Bisa Anda jelaskan bagaimana sebenarnya posisi nyamuk di alam semesta?Sejak 400 juta tahun silam, sebelum manusia hadir di muka bumi, nyamuk sudah ada. Selama ratusan juta tahun mereka mengalami perkembangan kesempurnaan, sehingga bisa survive dalam berbagai kondisi alam. Tuhan sepertinya menciptakan bumi ini bukan untuk manusia, tapi serangga. Buktinya, nyamuk sebagai salah satu bagian dari serangga, bisa ada di mana-mana. Bukan main istimewanya.Pada periode Jura -- zaman Jurassik -- saat dinosaurus musnah, nyamuk bisa bertahan, sehingga mampu memiliki kemampuan adaptasi yang lebih sempurna. Misalnya nyamuk Aedes aegypti -- vektor virus dengue -- sudah sedemikian rupa menyempurnakan diri sehingga bisa hidup di kota modern, di bak mandi, dan talang air. Padahal, jenis Aedes albofictus masih hidup di hutan-hutan. Aedes aegyti evolusinya sudah sempurna, sehingga disebut juga nyamuk urban (kota). Sehingga, tanpa ada hutan pun mereka bisa hidup.
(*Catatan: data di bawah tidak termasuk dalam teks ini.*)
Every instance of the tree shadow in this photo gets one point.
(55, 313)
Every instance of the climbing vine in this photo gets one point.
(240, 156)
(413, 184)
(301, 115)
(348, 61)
Aslinya spesies Aedes aegypti dari mana?Dilihat dari asal-usul dan tata bahasa, nama aegypti berasal dari Mesir. Mungkin dalam sejarahnya, terbawa ke Asia oleh orang-orang Arab Timur Tengah saat mencari rempah-rempah. Mereka singgah mulai dari Myanmar, Aceh, Malaka, hingga Maluku. Mereka membawa telur-telur nyamuk yang berada di tong-tong air. Di Mesir sendiri dan Sudan bukan virus dengue namanya, tapi lebih dikenal dengan yellow fever (demam kuning). Di sini tak ada yellow fever. Dengue sendiri berasal dari bahasa lokal Afrika yang artinya demam menggigil. Adaptasinya di kawasan Asia luar biasa, sehingga Aedes aegypti bisa mengalahkan Aedes albofictus atau yang oleh beberapa kalangan disebut Asian Tigers karena warna kulitnya yang belang-belang.
Bagaimana dengan perilaku nyamuk?Nah, ini yang unik. Dalam hal perilaku, sepertinya Tuhan juga sudah membagi-bagi wilayah kerja dan jam operasi masing-masing nyamuk. Ya, seperti pembagian kavling. Kawasan desa dengan sawah dan rumput, dikuasai albopictus. Sedangkan kawasan kota dengan tempat-tempat yang bersih dikuasai aegypti. Aedes aegypti ini lebih ganas, sehingga sering disebut vektor ganas. Caranya menghisap darah sedikit demi sedikit, tapi berpindah-pindah (multiple bitters), sehingga menjadi lebih berbahaya karena jika membawa virus bisa menyebar ke banyak orang.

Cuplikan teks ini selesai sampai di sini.